Beethoven must be a breeze after all that. "You're mistaken!" she exclaimed, not laughing this time. "Jolivet and Hartmann are nothing against Beethoven. You feel really free with those [modern] composers because nobody knows those pieces. But the Beethoven concerto is the most delicate, subtle thing to play on Earth!"

Though she made her U.S. debut in 1995, with the Utah Symphony, her subsequent absence from American concert halls has to do with loving the work she has in Europe and not wanting to be away from her 11-year-old son and her husband (a stage manager at the Berlin Philharmonie) for more than three weeks at a time. (Tellingly, her Wikipedia entry is only in German.)

The Philadelphia engagement is a bit of a fluke: Faust has been filling in for the canceled American dates of Julia Fischer, both with the Boston Symphony Orchestra a few weeks back and now with the Philadelphia Orchestra, whose dates fit neatly between Faust's concerts in Budapest and Sydney.

Obviously, she wouldn't be here were she not fascinated with the Fabulous Philadelphians. But she also feels cut from different cloth than American musicians - or maybe from different soloists, since her formative childhood experiences were playing second violin in a string quartet.

"I'll see how it works here," she says. "I like playing with smaller orchestras, like the Mahler Chamber Orchestra [in Europe], where they work like chamber musicians.
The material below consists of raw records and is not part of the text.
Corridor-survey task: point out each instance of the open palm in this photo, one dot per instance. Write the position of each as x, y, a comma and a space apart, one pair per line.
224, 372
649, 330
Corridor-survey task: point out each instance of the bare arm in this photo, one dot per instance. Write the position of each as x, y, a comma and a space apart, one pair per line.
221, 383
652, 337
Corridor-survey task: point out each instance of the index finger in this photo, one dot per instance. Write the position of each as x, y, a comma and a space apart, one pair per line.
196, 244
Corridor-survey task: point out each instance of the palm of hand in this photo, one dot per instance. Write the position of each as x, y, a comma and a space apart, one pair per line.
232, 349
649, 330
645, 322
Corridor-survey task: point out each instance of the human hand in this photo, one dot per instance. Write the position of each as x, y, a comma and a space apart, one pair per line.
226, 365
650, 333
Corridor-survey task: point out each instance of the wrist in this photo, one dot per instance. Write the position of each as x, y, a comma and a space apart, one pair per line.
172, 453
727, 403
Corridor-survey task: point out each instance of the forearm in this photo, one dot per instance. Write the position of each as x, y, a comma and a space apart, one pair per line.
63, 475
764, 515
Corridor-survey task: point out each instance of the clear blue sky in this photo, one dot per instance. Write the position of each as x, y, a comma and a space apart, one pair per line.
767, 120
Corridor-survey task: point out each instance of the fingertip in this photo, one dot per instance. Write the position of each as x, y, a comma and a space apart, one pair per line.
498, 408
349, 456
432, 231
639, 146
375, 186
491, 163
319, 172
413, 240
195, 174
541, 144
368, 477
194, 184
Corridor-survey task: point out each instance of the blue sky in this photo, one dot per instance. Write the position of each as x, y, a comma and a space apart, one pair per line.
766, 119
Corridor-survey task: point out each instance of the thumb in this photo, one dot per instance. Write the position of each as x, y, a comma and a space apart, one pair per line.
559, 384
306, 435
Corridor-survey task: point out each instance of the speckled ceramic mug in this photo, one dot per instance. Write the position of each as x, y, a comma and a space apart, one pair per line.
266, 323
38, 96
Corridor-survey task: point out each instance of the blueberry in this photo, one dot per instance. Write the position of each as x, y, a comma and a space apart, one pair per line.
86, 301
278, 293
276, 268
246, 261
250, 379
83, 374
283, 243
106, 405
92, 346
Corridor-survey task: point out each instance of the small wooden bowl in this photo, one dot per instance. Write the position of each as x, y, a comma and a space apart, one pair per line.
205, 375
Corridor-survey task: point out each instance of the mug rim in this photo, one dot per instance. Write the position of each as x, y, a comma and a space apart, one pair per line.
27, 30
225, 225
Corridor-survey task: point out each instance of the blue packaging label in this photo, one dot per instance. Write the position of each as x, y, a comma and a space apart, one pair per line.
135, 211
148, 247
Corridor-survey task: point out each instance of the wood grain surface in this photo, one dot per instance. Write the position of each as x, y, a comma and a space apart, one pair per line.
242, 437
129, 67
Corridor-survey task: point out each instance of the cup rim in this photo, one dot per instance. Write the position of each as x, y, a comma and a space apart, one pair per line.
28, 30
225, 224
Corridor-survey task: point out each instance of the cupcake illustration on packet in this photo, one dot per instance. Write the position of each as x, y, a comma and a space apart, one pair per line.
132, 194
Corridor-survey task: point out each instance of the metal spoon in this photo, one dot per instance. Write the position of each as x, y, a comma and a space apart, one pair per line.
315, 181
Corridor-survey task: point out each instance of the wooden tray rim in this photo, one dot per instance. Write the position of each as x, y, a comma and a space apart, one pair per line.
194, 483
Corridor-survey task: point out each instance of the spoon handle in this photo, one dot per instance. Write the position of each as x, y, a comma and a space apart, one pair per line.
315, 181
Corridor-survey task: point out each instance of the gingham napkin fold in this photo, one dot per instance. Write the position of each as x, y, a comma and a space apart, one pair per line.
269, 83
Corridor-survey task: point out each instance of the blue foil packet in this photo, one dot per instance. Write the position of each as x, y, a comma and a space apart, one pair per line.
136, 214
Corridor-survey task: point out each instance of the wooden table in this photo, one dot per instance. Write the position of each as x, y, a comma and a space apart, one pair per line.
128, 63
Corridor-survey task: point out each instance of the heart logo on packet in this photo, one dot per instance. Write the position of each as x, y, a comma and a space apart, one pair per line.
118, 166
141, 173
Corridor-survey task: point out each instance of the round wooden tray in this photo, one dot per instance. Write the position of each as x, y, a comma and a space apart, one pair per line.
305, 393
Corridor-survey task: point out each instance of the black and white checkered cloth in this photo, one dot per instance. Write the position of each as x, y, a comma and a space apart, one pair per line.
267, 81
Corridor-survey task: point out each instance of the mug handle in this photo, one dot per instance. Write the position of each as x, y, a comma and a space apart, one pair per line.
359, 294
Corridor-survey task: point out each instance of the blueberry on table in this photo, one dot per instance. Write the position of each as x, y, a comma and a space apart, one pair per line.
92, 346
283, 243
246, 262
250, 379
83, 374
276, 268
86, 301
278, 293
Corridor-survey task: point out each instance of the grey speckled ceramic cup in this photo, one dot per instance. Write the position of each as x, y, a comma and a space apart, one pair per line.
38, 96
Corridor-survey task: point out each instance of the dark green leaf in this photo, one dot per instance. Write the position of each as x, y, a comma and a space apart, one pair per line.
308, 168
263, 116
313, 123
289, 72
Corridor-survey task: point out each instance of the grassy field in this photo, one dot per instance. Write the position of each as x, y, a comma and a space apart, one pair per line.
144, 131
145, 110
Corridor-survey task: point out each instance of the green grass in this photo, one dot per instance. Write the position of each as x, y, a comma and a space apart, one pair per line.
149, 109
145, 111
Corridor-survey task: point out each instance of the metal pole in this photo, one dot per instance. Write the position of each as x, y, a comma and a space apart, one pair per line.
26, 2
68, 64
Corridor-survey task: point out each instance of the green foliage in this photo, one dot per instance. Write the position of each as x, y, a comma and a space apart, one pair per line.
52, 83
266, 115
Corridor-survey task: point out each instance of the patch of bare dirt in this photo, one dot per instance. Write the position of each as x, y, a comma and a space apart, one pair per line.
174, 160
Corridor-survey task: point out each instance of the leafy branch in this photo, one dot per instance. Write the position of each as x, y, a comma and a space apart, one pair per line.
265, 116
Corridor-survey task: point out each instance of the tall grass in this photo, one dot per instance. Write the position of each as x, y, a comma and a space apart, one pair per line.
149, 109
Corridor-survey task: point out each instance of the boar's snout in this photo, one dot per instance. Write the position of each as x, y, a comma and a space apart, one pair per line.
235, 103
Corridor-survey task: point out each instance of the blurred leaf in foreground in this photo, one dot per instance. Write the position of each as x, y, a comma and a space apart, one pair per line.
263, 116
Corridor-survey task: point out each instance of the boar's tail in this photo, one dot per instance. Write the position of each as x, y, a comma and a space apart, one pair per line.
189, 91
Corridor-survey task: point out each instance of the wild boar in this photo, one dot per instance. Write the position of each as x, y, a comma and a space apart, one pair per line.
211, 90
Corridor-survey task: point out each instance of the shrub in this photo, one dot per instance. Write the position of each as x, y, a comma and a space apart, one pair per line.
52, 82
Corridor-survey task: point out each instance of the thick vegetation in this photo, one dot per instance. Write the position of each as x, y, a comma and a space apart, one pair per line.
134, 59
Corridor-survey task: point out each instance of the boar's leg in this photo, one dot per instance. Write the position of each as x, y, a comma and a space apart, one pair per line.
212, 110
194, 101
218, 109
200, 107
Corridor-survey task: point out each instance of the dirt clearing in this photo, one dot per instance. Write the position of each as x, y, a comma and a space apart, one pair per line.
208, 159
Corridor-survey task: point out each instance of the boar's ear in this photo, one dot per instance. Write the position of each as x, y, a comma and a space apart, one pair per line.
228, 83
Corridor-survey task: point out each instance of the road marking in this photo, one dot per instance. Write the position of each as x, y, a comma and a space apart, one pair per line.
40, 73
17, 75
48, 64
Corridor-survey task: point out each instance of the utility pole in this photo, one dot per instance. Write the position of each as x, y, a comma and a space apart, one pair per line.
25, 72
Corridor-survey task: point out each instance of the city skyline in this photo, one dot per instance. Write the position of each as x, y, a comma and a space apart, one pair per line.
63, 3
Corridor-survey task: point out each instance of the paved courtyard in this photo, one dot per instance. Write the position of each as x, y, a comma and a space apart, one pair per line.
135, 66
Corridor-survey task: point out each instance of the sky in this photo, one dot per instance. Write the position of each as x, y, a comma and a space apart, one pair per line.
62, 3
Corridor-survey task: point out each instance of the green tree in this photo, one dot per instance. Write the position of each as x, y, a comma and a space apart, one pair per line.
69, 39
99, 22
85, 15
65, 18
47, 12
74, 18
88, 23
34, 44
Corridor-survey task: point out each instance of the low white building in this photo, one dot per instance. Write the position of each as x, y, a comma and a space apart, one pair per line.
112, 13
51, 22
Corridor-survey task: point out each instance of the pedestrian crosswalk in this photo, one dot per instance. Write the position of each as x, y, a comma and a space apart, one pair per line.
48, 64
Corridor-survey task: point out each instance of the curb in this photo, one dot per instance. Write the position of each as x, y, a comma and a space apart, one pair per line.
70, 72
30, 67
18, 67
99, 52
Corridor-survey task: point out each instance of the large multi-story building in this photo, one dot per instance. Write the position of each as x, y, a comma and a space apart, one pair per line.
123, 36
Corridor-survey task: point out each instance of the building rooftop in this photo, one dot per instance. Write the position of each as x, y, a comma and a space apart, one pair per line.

That's what I love. We can have duos with whatever wind players have the solo.

"I always look for a partnership with an orchestra. I hope that will be possible here. It's not enough for them to play their part and for me to play my part. If people aren't so sensitive, that makes my playing not so secure. I need to feel that people are throwing me the ball, and I'm throwing it back to them. If I don't have that, it takes one leg away from me."

Isabelle Faust on CD

Bartok: Sonata for Unaccompanied Violin and Sonata for Violin and Piano No. 1 with pianist Ewa Kupiec. (Harmonia Mundi)

Beethoven: Violin Concerto and Sonata for Violin and Piano No. 9 "Kreutzer") with the Prague Philharmonia conducted by Jiri Belohlavek and pianist Alexander Melnikov. (HM)

Hartmann: Concerto Funebre; Munich Chamber Orchestra conducted by Christoph Poppen. (ECM)

Bach: Violin Concertos BWV 1041-1043. Bach Collegium Stuttgart conducted by Helmuth Rilling. (Hanssler Classics).

Chausson: Poeme; Jolivet: Violin Concerto. Deutsches Symphonie-Orchester Berlin conducted by Marko Letonja. (HM).